Arccos, the leader in the GPS stat-tracking category, has a database of more than half a billion shots and its use of artificial intelligence has developed a kind of instantaneous, all-seeing analytical advice that knows the right club to pick for your next shot better than you ever will. Dunne sees Arccos and its technology as instrumental in how golf might grow in the near term.
“It’s a matter of what we’re all doing as golfers and that’s trying to gather information and get better,” Dunne told Golf Digest. “This is clearly a tremendous information source, and if people use it correctly, it can be terrifically beneficial to improving, which is what we’re all trying to do.”

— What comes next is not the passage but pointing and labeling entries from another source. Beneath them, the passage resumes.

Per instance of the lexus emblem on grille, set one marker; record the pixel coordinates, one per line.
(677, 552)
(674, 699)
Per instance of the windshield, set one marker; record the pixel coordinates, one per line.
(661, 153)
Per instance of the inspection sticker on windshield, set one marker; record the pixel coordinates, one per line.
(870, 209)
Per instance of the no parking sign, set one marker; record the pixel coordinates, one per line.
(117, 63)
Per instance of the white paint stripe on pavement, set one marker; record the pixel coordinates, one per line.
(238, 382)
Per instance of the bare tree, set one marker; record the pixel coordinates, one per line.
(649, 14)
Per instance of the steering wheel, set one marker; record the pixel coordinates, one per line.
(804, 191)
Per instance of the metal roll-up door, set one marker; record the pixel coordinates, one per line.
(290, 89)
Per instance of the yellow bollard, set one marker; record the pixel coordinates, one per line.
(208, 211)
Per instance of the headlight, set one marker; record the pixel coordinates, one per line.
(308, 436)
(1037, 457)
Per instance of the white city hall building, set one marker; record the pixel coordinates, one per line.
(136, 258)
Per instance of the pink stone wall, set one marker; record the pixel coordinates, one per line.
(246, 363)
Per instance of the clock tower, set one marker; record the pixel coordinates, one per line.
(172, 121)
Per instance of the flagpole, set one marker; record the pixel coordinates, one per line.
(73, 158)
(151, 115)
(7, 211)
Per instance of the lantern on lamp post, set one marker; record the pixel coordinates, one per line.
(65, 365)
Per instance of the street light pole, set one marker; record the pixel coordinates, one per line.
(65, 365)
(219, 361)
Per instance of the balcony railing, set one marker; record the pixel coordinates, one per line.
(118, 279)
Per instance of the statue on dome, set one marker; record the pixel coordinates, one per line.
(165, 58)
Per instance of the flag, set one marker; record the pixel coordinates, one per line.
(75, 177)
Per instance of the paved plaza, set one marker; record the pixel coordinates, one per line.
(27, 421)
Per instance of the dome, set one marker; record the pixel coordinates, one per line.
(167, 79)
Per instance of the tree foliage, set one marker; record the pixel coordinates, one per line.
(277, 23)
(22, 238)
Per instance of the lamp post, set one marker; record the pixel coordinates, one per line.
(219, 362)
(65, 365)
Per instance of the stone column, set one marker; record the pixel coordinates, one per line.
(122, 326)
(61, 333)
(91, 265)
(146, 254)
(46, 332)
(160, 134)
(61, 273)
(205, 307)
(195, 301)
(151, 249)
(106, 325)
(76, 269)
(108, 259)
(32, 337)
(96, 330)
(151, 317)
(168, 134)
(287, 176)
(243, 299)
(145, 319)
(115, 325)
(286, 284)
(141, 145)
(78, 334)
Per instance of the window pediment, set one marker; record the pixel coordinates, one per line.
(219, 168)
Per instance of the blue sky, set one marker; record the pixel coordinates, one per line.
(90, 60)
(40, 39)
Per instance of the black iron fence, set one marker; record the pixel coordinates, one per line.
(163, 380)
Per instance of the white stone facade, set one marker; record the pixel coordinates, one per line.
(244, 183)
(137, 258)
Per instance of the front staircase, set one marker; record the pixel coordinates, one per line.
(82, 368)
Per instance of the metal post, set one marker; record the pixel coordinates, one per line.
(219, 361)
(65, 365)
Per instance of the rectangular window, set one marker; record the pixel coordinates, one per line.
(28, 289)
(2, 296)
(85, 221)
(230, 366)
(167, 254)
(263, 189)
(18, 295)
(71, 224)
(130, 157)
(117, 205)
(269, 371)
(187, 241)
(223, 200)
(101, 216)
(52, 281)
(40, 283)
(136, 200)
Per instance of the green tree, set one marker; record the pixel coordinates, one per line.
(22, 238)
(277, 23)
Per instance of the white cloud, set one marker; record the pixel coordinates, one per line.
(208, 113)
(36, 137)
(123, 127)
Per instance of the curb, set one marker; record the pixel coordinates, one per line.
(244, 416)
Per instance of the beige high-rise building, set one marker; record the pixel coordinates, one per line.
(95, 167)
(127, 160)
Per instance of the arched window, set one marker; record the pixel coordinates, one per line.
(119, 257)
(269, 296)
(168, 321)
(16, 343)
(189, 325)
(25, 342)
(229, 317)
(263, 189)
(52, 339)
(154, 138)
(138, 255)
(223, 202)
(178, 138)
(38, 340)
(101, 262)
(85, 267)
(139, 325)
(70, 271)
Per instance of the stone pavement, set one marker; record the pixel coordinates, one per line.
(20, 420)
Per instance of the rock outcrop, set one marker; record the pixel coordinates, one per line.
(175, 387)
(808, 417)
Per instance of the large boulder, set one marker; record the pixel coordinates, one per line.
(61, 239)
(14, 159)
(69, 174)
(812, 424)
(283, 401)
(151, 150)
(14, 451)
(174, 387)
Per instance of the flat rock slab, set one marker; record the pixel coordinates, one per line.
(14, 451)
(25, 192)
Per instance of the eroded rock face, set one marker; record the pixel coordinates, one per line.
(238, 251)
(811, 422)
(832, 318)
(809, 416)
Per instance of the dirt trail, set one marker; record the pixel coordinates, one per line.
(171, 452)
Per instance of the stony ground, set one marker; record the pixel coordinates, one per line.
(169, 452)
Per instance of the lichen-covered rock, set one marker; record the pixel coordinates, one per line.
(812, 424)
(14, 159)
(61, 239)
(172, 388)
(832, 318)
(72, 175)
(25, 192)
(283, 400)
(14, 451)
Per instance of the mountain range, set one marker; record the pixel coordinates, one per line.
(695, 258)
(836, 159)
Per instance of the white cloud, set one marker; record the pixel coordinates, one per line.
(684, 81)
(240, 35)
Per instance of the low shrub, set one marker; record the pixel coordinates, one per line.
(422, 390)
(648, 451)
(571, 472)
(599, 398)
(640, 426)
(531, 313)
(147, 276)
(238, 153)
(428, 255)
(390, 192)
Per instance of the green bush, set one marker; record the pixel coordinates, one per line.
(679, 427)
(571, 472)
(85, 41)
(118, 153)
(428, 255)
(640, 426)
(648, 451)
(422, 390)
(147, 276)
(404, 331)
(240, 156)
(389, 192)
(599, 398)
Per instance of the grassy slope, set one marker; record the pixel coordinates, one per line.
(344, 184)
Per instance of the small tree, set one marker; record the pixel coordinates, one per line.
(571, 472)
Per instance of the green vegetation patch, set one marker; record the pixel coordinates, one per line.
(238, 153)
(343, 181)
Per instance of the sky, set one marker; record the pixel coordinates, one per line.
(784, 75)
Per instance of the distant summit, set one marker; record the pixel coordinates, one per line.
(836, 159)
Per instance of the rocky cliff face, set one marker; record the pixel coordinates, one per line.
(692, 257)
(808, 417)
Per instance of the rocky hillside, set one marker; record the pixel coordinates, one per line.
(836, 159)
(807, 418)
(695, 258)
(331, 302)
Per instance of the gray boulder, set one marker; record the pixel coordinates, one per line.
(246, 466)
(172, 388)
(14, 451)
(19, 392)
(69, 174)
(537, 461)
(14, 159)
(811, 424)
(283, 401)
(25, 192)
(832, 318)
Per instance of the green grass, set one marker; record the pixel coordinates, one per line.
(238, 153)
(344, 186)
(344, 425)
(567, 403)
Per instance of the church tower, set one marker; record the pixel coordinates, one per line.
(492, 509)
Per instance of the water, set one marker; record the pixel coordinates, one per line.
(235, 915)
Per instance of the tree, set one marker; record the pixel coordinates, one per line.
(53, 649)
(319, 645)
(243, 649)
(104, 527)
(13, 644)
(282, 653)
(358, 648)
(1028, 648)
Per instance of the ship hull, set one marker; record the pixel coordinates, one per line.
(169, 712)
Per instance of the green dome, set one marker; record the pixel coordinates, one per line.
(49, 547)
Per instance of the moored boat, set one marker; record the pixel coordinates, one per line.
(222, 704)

Despite the ever developing complexity of Arccos’ technology platform, Dunne stresses that what he likes most about Arccos is how it works across many levels. Referencing one of his favorite courses, he compared Arccos to Augusta National, which he said can accommodate the high double-digit handicapper at the same time can be a demanding test for the greatest players in the world.
“All of us who have played competitive golf recognize that the short game is where it’s at, but we still turn right to the driving range and not left to the pitching green,” he said. “Arccos is a reminder of where you’re really losing your shots. Meanwhile, a new player can look at that very quickly and really develop some strong habits that will make him better faster. So I think it appeals to both levels of players. It appeals to the totally tech driven information thirsty analytical maniac, but it will also appeal to a guy that’s more of a general point of view of how can I get better, how can I win.”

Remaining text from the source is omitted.